Okurlarım bu köşenin değişmez konuklarından Adana aşığı, memleket sevdalısı, güzel yürekli adam Yaşar Bayboğan'ı hatırlar.
Yaşar ağabey, iyi bir bankacı, iyi bir tekstilci, iyi bir eğitimci, iyi bir çiftçi olduğu kadar eşini ve çocuklarını çok seven dünya tatlısı bir babaydı.
***
Rahmetli anacığım gibi o da 7 Temmuz'da süpriz bir şekilde aramızdan ayrılarak bizi gözyaşlarına boğdu.
Yaşar ağabey, iki güzel oğlunun üzerine titrerdi.
***
Oğulları
Lütfi ve Gökhan'ı, en iyi okullarda okutmuştu.
Yüksek tahsillerini İngiltere'deki ESSEX Üniversitesi'nde tamamlattı. İki kardeş de
ekonomi okudu.
Şimdi onlar baba yadigarı dünya çapındaki Çağ Üniversitesi ile Çağ Eğitim Kurumlarının başında…
***
Yaşar ağabey, benim gibi çocuklarına çok düşkün, onların bir dediğini iki etmeyecek kadar da yumuşak kalpli bir babaydı…

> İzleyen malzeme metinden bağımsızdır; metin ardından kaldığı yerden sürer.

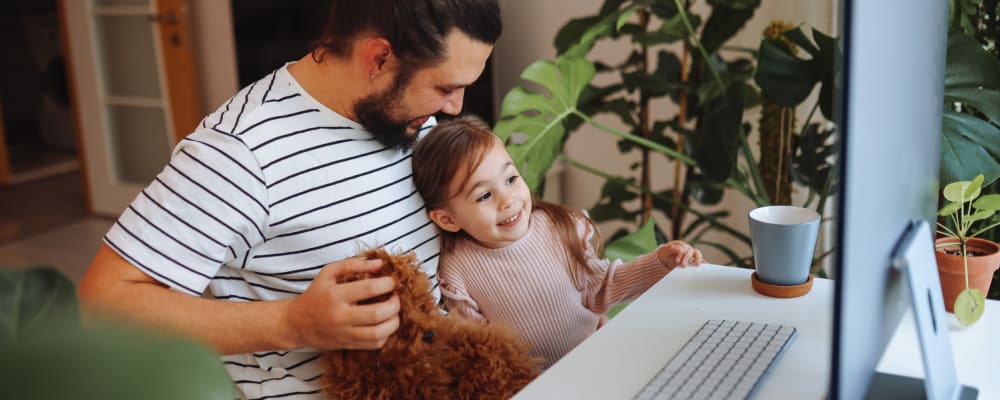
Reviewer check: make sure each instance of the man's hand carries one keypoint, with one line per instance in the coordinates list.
(327, 315)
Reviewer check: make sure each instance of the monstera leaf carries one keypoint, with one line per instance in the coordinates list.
(787, 79)
(532, 122)
(34, 301)
(46, 354)
(970, 141)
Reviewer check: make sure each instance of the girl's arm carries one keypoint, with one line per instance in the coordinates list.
(614, 282)
(458, 302)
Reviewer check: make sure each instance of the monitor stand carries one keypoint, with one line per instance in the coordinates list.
(914, 256)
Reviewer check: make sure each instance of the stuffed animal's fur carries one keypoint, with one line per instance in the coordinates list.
(431, 355)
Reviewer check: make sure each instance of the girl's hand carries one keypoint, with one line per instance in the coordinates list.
(676, 253)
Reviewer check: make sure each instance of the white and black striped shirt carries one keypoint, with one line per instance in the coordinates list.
(269, 189)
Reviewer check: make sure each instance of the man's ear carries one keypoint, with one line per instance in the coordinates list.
(376, 52)
(443, 220)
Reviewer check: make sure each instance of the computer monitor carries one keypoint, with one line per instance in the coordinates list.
(890, 118)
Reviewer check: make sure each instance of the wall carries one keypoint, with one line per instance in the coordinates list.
(529, 29)
(215, 53)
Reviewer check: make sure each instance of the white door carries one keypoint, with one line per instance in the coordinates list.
(129, 114)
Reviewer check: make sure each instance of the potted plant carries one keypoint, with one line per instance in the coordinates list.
(966, 262)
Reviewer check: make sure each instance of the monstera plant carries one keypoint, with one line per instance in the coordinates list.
(970, 142)
(705, 137)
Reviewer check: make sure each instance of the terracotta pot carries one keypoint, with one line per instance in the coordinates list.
(952, 270)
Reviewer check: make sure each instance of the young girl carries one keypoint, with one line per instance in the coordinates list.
(506, 257)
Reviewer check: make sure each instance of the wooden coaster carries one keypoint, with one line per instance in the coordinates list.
(780, 291)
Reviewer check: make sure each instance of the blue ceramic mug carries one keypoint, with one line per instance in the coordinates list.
(783, 240)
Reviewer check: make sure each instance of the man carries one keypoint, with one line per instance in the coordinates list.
(238, 242)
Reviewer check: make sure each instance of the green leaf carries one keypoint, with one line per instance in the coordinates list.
(54, 358)
(969, 306)
(969, 146)
(949, 209)
(969, 66)
(985, 101)
(783, 78)
(32, 301)
(538, 119)
(726, 20)
(636, 244)
(979, 215)
(813, 151)
(715, 144)
(798, 36)
(959, 192)
(988, 202)
(737, 4)
(112, 362)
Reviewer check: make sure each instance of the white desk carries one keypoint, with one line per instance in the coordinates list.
(623, 355)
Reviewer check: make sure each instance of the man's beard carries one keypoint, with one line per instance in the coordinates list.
(373, 113)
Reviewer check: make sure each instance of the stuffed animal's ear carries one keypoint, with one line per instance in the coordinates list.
(443, 219)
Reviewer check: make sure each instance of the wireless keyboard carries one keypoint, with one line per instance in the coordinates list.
(725, 359)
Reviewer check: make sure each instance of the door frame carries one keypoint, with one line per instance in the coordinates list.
(206, 28)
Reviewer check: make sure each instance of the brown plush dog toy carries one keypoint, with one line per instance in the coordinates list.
(431, 355)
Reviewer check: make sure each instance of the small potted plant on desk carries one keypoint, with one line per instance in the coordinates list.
(965, 262)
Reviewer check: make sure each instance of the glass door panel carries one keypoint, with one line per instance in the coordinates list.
(138, 133)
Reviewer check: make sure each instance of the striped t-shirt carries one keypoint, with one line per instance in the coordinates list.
(529, 286)
(270, 188)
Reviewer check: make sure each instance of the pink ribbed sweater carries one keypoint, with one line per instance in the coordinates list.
(528, 286)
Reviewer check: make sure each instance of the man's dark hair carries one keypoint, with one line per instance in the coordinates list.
(416, 29)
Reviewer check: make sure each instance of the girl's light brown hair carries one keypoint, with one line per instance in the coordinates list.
(456, 148)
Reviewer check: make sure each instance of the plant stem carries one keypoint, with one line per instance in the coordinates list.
(760, 197)
(697, 43)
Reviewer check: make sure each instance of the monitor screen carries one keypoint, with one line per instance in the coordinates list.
(891, 106)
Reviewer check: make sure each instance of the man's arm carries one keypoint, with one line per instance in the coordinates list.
(325, 316)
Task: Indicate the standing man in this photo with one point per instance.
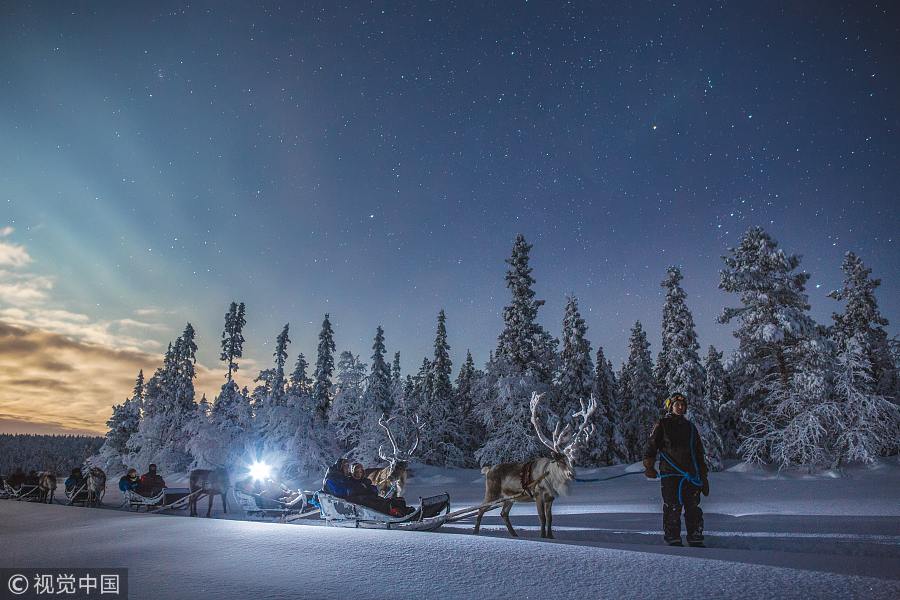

Peki ya iki oğlu? O kadar mütevaziler ki...
Anlatamam…
Bunca imkana rağmen üstelik.
***
Derdim burada sevgili Lütfi ve Gökhan'a methiye dizmek değil.
Onları çok sevdiğim doğru.
Ama benim derdim başka…
Çocuklarımızı iyi eğitmeliyiz.
Onlara güzel örnek olmalıyız.
Çeliğe iyi su vermeliyiz…
Aksi halde paslanır.
***
Hali vakti yerinde ne aileler tanırım çocuklarıyla başı dertte olan.
Kimisi eroin aleminde, kimisi de kumara kaptırmış kendini… Hatta kumar oynamak için özel uçakla Rusya'ya gidenini bile gördüm…
Ailelerin en büyük derdi bunlar.
Onun için hep,
"Rabbim bizi çocuklarımızla terbiye etmesin, evlatlarımız hayırlı olsun" derim hep.
Yaşar ağabey geriye herkese örnek iki güzel evlat bıraktı.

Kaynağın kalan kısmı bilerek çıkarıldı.